Afinal, as exigências impostas pelo já referido artigo 385.º/2 alínea a) C P Penal, como pressuposto da realização da audiência, em processo sumário, sem a presença do arguido.
Assim a audiência foi realizada na ausência do arguido, numa situação em que a lei exigia o cumprimento de uma formalidade essencial, para aquele efeito, que não foi cumprida.
Pelo que a audiência não podia realizar-se, no condicionalismo em que o foi, sem a presença do arguido, sem, que por outro lado, na notificação lhe tivesse sido dado conhecimento da finalidade concreta da necessidade da sua comparência em Tribunal e sem a advertência de que mesmo que faltasse o julgamento sempre teria lugar, na sua ausência, onde seria representado por defensor.
Não é aqui aplicável o disposto no artigo 333.º C P Penal – que pressupõe, a falta do arguido notificado – que, de resto, constitui um dos elementos do TIR, de acordo como o artigo 196.º C P Penal – pelo facto de o arguido, neste caso, nem sequer ter sido notificado de que a sua comparência visava a realização do seu julgamento.
E o facto de a apontada advertência constar do TIR não dispensa a sua renovação, aquando da notificação do dia e hora em que o julgamento terá lugar.
Obviamente que muito embora a presença do arguido não constituísse condição indispensável para a realização do julgamento, sempre seria, no entanto, necessário, que desse facto fosse o arguido advertido, aquando da comunicação da finalidade da necessidade da sua comparência em Juízo.
Omissões estas - a da comunicação, quer da finalidade, quer da advertência - que consubstanciam - não a nulidade sanável invocada pelo arguido – a prevista na alínea d) do artigo 120.º C P Penal mas sim - a nulidade insanável prevista no artigo 119.º alínea c) C P Penal.
A implicar a invalidade do processado posterior ao despacho que designa data e hora para a realização do julgamento, bem como, necessariamente, a audiência de julgamento e respectiva sentença.
O que implicará, que o tribunal remeta os autos ao MP., a quem cabe a promoção do processo penal, nos termos do artigo 48,º C P Penal, mormente, para tramitação sob outra forma processual.

Assim e, em conclusão
a realização de julgamento, em processo sumário, apenas pode acontecer quando este tenha sido notificado para tal finalidade e só pode ocorrer na sua ausência, se tiver, sido, na mesma oportunidade, advertido para tal circunstância,
doutra forma, a realização, não obstante do julgamento, enferma da nulidade insanável estabelecida na alínea c) do artigo 119.º C P Penal.
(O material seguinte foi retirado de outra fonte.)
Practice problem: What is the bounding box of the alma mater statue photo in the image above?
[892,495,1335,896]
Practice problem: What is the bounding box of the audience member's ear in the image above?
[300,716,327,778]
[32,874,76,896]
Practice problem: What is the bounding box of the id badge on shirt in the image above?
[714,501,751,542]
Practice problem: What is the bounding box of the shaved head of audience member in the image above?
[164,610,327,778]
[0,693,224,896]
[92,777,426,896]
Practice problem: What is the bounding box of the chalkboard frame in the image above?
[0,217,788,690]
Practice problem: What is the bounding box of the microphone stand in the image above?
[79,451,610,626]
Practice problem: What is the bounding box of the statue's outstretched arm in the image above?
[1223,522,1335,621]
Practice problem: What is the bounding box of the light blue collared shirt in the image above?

Neste sentido se decidiu, de resto, nos Acórdãos do STJ de 24.10.2002, in CJ, S, III, 224, da RE de 28.1.2010, in CJ, I, 249 e da RC de 10.7.2014, in site da dgsi.

Assim sendo, fica, naturalmente, prejudicado o conhecimento das outras questões suscitadas no recurso – mesmo aquela que ocorreu no decurso da audiência, agora anulada – não obstante o Sr. PGA sobre ela se ter pronunciado, criticamente.

Em resumo, em face do exposto merece, afinal, o recurso, provimento, desde logo, quanto ao seu primeiro fundamento.

IV. Dispositivo

Atento todo o exposto, acorda-se em conceder provimento ao recurso interposto pelo arguido B… e, em consequência declarar a verificação da nulidade processual, prevista na alínea c) do artigo 119.º C P Penal, em vista da audiência de discussão e julgamento, anulando-se todos os termos do processo subsequentes à sua designação

Sem tributação.

Elaborado em computador. Revisto pelo Relator, o 1º signatário.